2. Orient-Express : qui, à notre connaissance, tente le coup pour la 1re fois et propose à nos clients « Pour effectuer une réservation, nous vous invitons à contacter nos conseillers voyages au 0800 913 079 ou par courielle (sic) à l’adresse suivante… »

Ce qui est choquant c’est que…

 

-  Les compagnies ou les TO collectent les informations relatives aux clients des AGV par le biais, par exemple, de questionnaires d’évaluation, de demandes d’information etc….

- Puis les utilisent ensuite, non pas pour simplement informer le passager (un simple envoi de brochure avec renvoi sur son agence de voyages comme le fait Costa…), mais pour lui proposer une réservation en direct !

Comment peut-on qualifier de telles pratiques ?

 

Jusqu’à présent, seuls CroisiEurope et le Club Med pratiquaient de manière permanente ce jeu de dupes sur le marché belge.

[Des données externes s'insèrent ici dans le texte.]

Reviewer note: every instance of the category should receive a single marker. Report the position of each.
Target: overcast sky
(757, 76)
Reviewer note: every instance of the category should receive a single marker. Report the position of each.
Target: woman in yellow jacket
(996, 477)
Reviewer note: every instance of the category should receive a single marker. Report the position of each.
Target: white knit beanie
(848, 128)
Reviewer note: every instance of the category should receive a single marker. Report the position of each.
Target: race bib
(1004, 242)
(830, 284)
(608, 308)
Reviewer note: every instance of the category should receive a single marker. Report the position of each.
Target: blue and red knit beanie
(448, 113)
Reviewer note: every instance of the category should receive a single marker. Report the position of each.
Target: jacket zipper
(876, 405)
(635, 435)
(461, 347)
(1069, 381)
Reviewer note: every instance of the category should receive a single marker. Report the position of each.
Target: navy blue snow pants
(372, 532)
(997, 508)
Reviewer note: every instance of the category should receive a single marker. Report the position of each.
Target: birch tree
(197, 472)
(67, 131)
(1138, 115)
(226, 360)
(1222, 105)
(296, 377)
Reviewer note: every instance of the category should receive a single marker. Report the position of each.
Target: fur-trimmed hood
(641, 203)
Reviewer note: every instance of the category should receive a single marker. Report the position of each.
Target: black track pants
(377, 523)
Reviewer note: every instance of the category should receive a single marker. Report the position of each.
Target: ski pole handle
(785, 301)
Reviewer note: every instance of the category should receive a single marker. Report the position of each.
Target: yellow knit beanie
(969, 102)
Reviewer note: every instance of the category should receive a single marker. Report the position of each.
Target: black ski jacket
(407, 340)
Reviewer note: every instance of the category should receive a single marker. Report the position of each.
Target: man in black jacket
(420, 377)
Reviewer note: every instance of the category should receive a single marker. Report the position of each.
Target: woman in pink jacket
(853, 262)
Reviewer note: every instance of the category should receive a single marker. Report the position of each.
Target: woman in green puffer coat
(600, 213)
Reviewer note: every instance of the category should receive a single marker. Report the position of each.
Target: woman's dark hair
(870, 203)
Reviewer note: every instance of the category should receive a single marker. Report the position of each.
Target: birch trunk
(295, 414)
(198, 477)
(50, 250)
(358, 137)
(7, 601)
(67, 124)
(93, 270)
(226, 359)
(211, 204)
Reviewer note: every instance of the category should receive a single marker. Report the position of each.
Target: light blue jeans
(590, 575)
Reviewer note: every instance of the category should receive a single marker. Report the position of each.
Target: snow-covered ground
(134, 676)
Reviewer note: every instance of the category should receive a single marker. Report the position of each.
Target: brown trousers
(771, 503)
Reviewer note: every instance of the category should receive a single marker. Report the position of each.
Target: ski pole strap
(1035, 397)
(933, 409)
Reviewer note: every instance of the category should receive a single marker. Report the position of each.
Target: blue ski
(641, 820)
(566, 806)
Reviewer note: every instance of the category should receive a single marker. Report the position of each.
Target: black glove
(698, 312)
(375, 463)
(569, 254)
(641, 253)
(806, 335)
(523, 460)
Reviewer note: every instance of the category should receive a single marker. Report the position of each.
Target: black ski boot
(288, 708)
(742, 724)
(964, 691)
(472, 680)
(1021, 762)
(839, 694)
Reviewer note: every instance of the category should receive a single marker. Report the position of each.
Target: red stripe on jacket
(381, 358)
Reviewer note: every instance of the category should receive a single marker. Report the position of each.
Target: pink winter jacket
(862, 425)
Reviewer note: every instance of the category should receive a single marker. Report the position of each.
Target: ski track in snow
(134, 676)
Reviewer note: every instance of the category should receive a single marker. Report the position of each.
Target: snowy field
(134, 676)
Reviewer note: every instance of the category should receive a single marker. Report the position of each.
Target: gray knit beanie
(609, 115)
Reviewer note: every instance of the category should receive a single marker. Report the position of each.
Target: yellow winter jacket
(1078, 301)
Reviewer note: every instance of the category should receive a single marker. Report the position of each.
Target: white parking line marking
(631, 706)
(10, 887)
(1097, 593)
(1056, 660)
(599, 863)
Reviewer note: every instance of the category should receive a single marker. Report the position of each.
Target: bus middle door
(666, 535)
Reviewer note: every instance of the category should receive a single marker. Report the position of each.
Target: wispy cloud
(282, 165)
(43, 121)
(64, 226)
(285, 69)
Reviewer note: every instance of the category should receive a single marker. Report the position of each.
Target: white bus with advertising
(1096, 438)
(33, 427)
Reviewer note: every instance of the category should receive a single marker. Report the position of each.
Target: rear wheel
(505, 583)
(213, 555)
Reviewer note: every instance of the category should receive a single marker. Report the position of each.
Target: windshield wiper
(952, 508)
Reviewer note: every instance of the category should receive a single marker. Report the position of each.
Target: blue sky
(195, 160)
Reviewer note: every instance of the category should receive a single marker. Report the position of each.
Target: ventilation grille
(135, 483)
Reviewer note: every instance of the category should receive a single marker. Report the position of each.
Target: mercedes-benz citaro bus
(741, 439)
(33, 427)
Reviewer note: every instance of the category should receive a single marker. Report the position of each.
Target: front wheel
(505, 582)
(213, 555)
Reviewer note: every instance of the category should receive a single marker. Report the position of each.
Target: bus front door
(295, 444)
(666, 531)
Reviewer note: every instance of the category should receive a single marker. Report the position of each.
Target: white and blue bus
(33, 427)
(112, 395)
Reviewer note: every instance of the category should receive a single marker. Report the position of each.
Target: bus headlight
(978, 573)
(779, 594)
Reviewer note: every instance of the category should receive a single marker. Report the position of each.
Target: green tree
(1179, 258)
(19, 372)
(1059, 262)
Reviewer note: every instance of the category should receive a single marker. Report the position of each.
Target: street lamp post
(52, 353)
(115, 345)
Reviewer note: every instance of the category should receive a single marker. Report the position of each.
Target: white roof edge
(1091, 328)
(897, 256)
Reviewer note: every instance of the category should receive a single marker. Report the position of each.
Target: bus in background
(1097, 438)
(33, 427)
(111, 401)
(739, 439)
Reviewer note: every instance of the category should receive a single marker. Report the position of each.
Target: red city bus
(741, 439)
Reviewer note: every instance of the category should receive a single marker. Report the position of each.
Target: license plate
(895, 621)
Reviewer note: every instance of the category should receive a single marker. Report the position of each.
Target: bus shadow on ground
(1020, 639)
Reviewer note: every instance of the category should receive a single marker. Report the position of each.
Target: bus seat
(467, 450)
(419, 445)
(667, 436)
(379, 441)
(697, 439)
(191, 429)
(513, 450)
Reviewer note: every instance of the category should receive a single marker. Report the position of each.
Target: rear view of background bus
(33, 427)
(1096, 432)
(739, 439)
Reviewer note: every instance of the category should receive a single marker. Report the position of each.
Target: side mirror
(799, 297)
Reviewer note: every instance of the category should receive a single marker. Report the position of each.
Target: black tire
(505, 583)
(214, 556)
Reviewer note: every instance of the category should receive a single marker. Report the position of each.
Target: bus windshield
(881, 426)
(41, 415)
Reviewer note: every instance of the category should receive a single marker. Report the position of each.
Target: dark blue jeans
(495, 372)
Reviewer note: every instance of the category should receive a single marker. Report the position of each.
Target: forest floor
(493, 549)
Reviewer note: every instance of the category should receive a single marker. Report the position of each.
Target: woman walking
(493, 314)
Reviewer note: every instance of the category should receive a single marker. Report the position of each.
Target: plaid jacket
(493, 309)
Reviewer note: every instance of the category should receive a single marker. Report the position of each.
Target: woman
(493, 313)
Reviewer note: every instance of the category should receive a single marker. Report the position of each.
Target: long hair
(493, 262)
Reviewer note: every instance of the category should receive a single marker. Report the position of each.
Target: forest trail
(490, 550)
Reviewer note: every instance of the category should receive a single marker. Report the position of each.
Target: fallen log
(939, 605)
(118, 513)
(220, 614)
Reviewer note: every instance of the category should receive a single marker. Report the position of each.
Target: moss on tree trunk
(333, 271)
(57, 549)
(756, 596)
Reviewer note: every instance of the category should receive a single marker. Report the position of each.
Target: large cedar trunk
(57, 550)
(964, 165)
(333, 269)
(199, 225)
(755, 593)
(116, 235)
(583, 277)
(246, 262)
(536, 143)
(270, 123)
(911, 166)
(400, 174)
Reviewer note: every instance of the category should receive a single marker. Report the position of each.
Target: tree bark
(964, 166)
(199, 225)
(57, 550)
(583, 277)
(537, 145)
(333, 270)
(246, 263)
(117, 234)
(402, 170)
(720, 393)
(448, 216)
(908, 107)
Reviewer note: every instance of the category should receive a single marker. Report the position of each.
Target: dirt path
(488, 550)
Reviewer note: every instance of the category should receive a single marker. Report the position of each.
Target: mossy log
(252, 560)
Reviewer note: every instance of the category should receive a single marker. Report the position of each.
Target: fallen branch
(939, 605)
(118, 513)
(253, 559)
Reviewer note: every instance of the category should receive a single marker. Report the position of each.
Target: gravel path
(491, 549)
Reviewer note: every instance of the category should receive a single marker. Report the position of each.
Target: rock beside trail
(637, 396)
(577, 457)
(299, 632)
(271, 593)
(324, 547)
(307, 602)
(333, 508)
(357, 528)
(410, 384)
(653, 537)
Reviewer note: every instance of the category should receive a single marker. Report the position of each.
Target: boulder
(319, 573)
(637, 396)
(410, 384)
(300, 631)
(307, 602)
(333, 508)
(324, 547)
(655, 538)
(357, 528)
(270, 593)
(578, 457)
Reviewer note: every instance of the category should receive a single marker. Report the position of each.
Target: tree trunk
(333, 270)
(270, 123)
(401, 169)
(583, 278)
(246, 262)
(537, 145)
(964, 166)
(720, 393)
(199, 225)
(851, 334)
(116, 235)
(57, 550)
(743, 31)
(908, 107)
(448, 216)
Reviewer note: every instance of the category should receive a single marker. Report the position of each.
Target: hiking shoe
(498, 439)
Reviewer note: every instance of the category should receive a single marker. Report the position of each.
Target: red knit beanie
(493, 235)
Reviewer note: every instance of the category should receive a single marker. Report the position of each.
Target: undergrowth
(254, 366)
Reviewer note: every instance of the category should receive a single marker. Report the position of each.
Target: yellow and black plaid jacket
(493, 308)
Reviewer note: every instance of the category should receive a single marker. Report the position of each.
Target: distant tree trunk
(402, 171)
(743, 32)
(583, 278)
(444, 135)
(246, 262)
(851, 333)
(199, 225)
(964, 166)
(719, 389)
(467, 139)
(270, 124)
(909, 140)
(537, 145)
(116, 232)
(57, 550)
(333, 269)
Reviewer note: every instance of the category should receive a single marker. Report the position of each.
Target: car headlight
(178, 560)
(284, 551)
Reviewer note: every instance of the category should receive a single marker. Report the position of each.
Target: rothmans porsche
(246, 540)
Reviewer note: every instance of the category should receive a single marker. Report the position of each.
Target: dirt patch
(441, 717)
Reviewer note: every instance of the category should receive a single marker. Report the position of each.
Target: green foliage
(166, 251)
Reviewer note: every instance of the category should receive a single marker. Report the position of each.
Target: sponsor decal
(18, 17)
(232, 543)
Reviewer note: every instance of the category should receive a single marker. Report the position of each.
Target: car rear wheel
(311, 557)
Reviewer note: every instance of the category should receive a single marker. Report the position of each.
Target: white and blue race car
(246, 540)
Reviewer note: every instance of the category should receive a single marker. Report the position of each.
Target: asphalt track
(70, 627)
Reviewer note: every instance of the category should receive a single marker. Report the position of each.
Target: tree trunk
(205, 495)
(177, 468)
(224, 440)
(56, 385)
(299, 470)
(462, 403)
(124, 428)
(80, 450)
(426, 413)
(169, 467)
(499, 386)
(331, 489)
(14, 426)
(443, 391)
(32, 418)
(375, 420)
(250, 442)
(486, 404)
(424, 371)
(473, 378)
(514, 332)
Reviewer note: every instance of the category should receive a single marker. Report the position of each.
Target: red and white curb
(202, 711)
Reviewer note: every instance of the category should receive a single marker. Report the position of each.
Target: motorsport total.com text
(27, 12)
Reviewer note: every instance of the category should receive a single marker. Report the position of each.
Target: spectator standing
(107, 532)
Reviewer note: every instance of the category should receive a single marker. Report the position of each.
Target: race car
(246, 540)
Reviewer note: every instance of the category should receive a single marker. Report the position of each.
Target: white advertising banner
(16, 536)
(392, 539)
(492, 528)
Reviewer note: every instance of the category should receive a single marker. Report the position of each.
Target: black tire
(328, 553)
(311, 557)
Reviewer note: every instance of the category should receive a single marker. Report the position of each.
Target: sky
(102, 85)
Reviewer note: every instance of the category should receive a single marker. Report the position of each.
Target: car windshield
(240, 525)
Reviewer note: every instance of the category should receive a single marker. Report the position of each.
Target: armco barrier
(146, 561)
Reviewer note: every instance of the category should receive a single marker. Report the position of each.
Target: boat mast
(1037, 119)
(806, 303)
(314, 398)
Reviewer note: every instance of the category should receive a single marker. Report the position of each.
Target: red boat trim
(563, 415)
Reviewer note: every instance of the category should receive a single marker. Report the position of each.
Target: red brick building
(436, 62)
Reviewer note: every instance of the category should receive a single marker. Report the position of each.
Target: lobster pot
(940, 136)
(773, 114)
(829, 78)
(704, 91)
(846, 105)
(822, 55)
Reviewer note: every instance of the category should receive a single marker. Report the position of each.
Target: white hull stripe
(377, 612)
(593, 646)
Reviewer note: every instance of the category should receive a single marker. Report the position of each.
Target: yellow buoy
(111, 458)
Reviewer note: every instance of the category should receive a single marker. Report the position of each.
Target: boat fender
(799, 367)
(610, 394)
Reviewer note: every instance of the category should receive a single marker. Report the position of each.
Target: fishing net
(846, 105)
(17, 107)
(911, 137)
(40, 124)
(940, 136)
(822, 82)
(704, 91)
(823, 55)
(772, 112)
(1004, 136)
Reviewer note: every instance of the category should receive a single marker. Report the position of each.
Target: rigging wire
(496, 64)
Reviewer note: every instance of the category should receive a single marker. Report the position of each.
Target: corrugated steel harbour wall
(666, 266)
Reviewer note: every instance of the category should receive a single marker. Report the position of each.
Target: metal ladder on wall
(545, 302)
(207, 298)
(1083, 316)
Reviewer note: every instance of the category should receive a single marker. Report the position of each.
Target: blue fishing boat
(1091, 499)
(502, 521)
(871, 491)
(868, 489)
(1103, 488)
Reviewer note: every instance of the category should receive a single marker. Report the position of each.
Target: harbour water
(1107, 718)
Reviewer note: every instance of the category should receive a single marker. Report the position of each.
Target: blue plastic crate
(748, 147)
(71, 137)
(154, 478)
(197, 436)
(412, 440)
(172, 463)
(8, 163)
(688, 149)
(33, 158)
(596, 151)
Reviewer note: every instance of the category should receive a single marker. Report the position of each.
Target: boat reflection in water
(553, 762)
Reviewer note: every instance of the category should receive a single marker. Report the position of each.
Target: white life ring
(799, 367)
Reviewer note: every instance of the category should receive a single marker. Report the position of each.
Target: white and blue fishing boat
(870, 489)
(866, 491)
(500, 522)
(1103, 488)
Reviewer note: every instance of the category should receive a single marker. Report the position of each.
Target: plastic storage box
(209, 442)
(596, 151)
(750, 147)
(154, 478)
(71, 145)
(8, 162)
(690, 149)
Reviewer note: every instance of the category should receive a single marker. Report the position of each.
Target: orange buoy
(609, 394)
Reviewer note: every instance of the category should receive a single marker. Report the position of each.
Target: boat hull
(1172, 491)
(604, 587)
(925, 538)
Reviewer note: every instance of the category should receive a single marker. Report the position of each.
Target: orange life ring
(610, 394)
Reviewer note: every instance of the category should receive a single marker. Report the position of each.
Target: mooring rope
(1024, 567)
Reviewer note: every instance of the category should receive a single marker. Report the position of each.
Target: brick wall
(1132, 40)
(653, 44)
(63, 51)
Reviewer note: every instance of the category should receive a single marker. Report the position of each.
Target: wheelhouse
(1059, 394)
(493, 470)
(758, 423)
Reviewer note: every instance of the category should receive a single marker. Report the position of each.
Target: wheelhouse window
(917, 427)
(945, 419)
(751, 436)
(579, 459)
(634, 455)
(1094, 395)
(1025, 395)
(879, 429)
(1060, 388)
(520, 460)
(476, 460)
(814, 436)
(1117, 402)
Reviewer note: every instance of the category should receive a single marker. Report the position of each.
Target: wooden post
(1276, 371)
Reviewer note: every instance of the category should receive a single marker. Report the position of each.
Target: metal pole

Mais, aujourd’hui, d’autres commencent à s’y mettre.

 

Pour les agences de voyages, l’une des seules solutions serait de commencer à s’organiser et à choisir leurs partenaires sur des critères plus concrets… et peut être forcer certains de leurs fournisseurs à se déterminer clairement quant à leur position en matière de ventes en direct !

 

Mais avec le risque que si ces organisations prennent de l’ampleur, que les TO refusent leur accréditation ou de leur permettre de vendre encore leurs produits.

 

Et comme nous l’avons vu plus haut, les différents ministres en charge du tourisme, des affaires économiques et de la protection des consommateurs ne lèveront pas le petit doigt pour faire respecter les lois et les règlements.

 

« Parce que nous n’étions pas au courant du problème » sera leurs réponses.